With each release of a high energy gamma wave, the emitting atom would receive a little kick back from that gamma ray, and that kick back would be transmitted all down the line, pushing John’s high tech space craft forward a fraction of an atom width at a time. The energy from each kickback would be stored by all the atoms in line, and they would gain more and more energy with each they received. The atoms in John’s high tech space craft were gaining and then conserving momentum.
As the velocity of John’s space craft increased, so did his conserved momentum, and the amount of gamma ray power required to move the increasing mass of his ship grew and grew in size as it became harder and harder to accelerate the increasingly heavy craft through space.
As John began to approach relativistic velocities, his space ship began to length contract, getting skinnier and skinnier, while his energy requirements became just enormous because of the growing massiveness caused by all that conserved momentum.
As John’s craft approached light speed, it shrunk down to the width of a piece of paper while his energy requirements became almost infinite. John was losing his three dimensional shape, and had almost become a two dimensional flat surface. The only thing preventing this was that the last kick his space craft would need to reach light speeds and exit the three dimensional universe would require infinite energy, and John did not have that much fuel in his tank.
After some deliberations, the Space Fleet Council decided that this whole business of conserving momentum in space craft was to expensive given the amount of energy that it consumed. The decision was made to design and test a brand new space craft design.
The new design called for the installation of dark energy holes in the space craft, so that all the extra momentum added to both John and to his space craft would be sucked down that energy hole, and then recycled and used to power John’s engines instead of being stored as momentum and causing John and his craft to gain a gazillion kilotons in extra mass during acceleration.
The Law of the Conservation of Momentum
There is this law of the universe called the Law of the Conservation of Momentum, and it is a very good law. A planet in orbit around some star, such as the earth, has a bunch of that stored momentum in every atom on the planet, which is good, because without that stored momentum no planet would long remain in orbit around any star.
Conservation of momentum is also a handy thing to have around the house, so that when you put down a fork, you don’t have that fork floating up into the air and then bouncing around the kitchen, and you also don’t have the cups and saucers refusing to sit on shelves in your kitchen cupboards.
Yes, that Law of the Conservation of Momentum is a very good law when it is applied to the natural world, but it sure seems like a lousy way to be thinking about designing a space craft, when you consider just how much fuel it would require to accelerate some space craft when that space craft was storing a bunch of that useless momentum.

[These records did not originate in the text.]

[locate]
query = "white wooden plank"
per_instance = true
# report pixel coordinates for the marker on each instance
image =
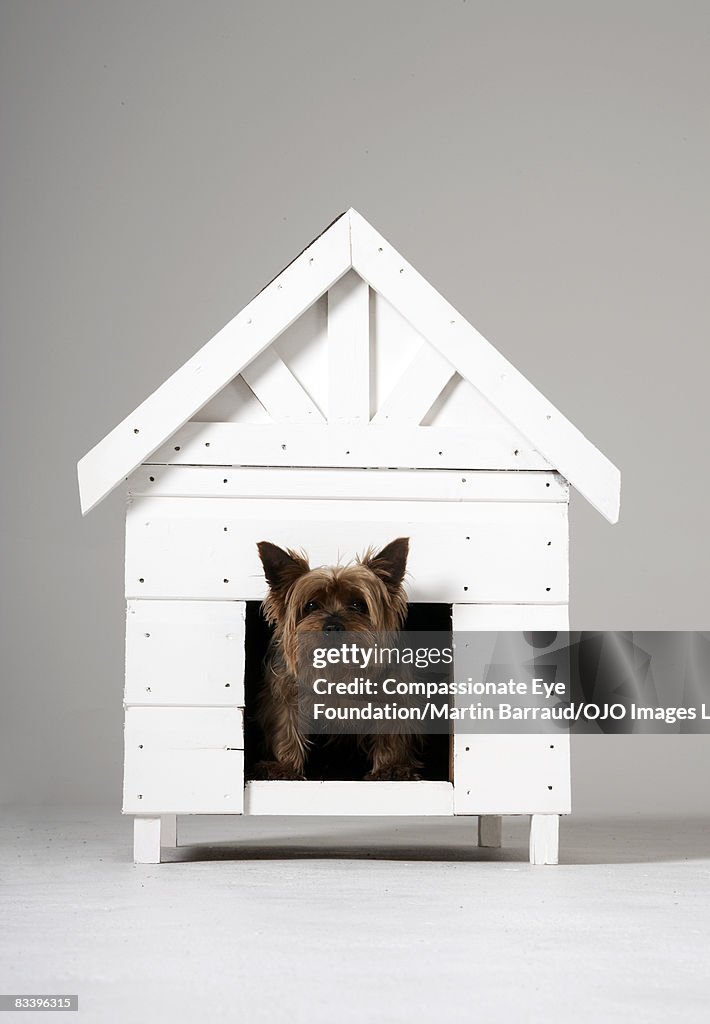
(184, 652)
(183, 761)
(507, 773)
(356, 484)
(343, 445)
(490, 830)
(279, 391)
(335, 798)
(348, 350)
(459, 552)
(519, 617)
(511, 774)
(219, 360)
(147, 840)
(477, 361)
(168, 829)
(393, 344)
(417, 389)
(235, 403)
(544, 839)
(303, 347)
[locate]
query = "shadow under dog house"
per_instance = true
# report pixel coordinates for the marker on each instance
(346, 404)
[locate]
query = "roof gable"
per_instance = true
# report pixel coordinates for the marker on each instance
(450, 345)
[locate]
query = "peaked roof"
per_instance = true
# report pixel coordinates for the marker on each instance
(349, 243)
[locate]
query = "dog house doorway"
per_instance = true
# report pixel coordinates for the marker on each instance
(338, 761)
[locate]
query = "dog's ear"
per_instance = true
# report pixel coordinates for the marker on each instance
(390, 563)
(281, 567)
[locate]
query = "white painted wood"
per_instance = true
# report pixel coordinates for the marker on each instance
(417, 389)
(521, 617)
(343, 445)
(511, 774)
(303, 347)
(349, 798)
(184, 652)
(348, 350)
(279, 391)
(235, 403)
(459, 552)
(544, 839)
(168, 829)
(477, 361)
(278, 305)
(491, 830)
(394, 344)
(183, 761)
(147, 841)
(356, 484)
(507, 773)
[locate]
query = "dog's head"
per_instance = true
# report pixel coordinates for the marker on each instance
(365, 596)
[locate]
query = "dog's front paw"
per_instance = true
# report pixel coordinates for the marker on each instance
(393, 773)
(273, 770)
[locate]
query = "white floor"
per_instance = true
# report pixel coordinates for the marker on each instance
(357, 920)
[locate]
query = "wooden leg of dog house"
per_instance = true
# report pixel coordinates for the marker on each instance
(168, 829)
(490, 830)
(544, 839)
(147, 841)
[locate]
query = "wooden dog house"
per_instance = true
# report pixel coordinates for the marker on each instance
(346, 404)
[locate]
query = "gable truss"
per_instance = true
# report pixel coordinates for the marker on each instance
(452, 345)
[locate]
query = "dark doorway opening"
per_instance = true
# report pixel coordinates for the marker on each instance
(340, 759)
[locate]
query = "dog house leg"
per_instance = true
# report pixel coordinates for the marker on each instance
(544, 839)
(490, 830)
(168, 829)
(147, 841)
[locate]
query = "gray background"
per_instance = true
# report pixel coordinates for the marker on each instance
(544, 165)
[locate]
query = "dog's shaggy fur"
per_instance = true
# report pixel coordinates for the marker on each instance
(366, 597)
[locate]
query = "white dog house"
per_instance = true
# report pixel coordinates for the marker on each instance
(348, 403)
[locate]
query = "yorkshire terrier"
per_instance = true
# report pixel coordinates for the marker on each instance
(366, 596)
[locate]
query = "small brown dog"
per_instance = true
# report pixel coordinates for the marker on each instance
(366, 596)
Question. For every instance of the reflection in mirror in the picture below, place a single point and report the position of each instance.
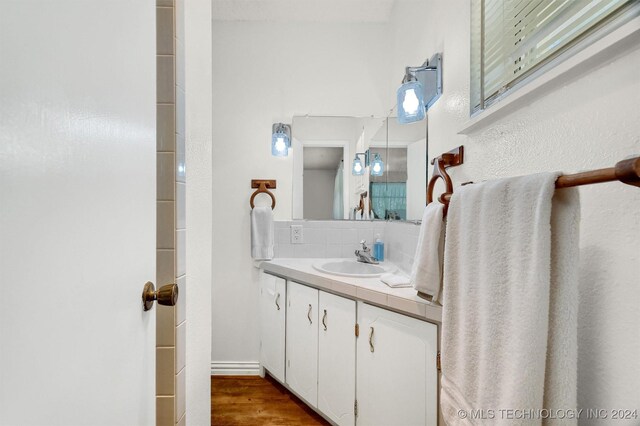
(321, 189)
(323, 193)
(400, 193)
(323, 152)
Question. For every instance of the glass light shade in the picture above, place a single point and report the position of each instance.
(377, 166)
(410, 102)
(357, 168)
(280, 144)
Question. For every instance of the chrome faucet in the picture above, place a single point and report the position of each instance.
(364, 255)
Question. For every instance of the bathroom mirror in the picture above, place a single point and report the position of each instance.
(324, 187)
(323, 151)
(399, 194)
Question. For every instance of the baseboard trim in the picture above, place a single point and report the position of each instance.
(231, 368)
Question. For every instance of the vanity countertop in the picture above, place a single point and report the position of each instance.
(370, 290)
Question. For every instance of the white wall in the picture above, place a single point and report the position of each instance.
(198, 80)
(319, 187)
(589, 122)
(416, 179)
(265, 73)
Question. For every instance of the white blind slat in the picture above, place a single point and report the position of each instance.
(521, 34)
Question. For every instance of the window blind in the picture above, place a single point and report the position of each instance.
(510, 39)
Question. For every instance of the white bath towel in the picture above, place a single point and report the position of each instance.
(426, 271)
(262, 233)
(397, 280)
(509, 324)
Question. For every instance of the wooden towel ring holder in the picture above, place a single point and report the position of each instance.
(262, 186)
(452, 158)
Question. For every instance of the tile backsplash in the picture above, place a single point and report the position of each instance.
(330, 239)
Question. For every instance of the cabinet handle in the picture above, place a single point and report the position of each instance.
(371, 348)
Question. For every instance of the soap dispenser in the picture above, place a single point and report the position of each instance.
(378, 249)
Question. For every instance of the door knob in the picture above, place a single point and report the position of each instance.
(167, 295)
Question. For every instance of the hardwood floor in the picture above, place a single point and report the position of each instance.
(252, 400)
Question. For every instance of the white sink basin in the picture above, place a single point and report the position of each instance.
(352, 268)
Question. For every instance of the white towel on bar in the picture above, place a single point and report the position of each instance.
(426, 271)
(262, 233)
(397, 280)
(509, 323)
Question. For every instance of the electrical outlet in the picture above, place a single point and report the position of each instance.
(296, 234)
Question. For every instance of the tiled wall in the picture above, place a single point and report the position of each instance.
(329, 239)
(171, 227)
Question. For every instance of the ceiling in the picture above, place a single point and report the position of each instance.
(345, 11)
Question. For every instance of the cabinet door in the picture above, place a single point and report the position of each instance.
(396, 369)
(272, 322)
(337, 358)
(302, 341)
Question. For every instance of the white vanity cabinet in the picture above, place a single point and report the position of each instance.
(385, 376)
(337, 358)
(396, 369)
(302, 341)
(272, 324)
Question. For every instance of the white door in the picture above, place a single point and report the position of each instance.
(272, 322)
(77, 212)
(337, 358)
(396, 369)
(302, 341)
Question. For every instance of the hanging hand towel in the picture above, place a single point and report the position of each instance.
(509, 323)
(426, 271)
(262, 233)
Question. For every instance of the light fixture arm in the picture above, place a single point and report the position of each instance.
(429, 74)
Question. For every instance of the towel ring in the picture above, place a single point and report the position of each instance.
(262, 186)
(441, 164)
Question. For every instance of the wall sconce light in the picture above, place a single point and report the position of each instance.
(421, 87)
(377, 165)
(357, 169)
(280, 139)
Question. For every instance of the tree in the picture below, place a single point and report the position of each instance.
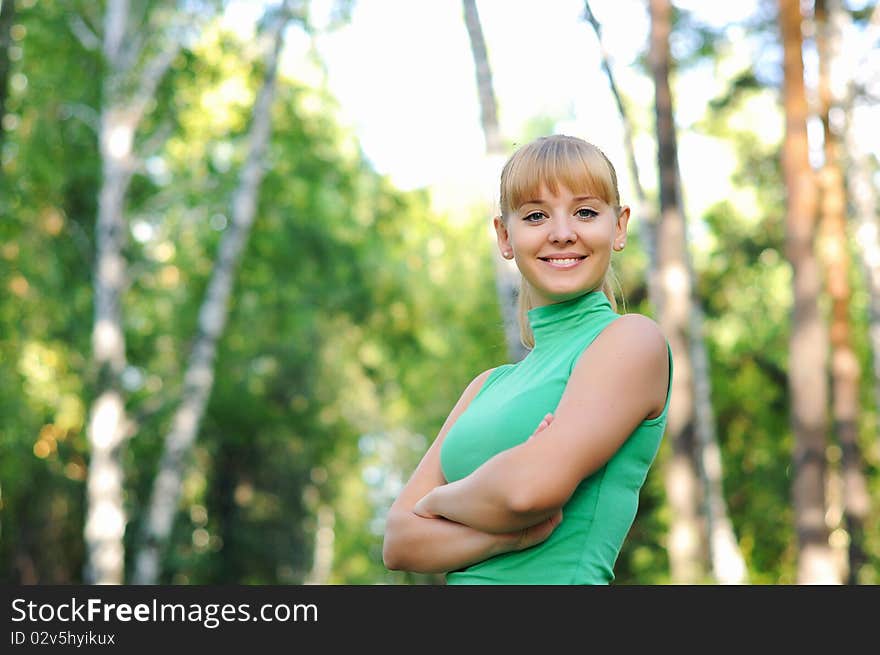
(130, 83)
(725, 558)
(506, 274)
(199, 375)
(807, 344)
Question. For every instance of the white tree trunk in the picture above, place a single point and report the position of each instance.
(107, 428)
(199, 375)
(507, 277)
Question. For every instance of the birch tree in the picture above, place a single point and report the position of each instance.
(845, 368)
(727, 562)
(808, 350)
(863, 192)
(199, 373)
(130, 81)
(506, 274)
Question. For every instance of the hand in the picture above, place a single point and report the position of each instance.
(537, 533)
(545, 422)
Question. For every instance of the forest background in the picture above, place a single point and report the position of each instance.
(247, 268)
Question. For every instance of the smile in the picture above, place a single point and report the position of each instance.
(559, 262)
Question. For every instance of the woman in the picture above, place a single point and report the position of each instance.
(535, 475)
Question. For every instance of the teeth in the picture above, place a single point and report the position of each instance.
(563, 261)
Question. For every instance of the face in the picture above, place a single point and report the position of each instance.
(562, 242)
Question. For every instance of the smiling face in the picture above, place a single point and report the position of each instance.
(562, 241)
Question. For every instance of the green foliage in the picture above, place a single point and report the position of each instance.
(358, 315)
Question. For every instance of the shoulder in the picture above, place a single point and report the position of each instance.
(474, 386)
(638, 332)
(634, 341)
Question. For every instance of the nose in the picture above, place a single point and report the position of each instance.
(561, 230)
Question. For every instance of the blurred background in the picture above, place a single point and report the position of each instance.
(247, 268)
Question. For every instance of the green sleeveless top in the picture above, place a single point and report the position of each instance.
(505, 412)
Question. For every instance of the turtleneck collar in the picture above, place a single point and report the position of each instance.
(559, 320)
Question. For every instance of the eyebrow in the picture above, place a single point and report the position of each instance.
(540, 201)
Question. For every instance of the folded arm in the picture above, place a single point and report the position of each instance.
(436, 544)
(619, 380)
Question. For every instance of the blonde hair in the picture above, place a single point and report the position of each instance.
(549, 161)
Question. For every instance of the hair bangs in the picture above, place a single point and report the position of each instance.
(551, 161)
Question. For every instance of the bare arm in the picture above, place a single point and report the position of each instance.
(437, 544)
(620, 380)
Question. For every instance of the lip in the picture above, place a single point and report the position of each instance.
(550, 259)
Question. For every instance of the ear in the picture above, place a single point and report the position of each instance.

Now the law of the Conservation of Energy, that law you cannot break, but it would seem to me that the other one, the one about ‘Conserving Momentum, that one you can break, provided that you remember not to break the first law which cannot be broken.
The only way that someone could convince me that conserving some of that momentum in a space ship is a real good idea is if someone could convince me that once a space craft is coasting through empty space there would be some reason a space craft would need ‘conserved momentum’ in order to maintain velocity. Remember this is a void, empty space, and big nothing, and there really doesn’t seem to be anything to stop a person from coasting along through a big nothing. Now if there was a magnetic gravitational field around the area, and you don’t have any of that ‘conserved momentum’ I can see how that would make you a sitting duck, but then you can deal with that problem with constant acceleration. A little math would determine whether it is cheaper, as far as burning energy goes, to continuously accelerate a space craft through some magnetic hole or to burn energy conserving momentum in that space craft so that you would have the extra hefty mass to just glide right by some magnetic hole with the engines off.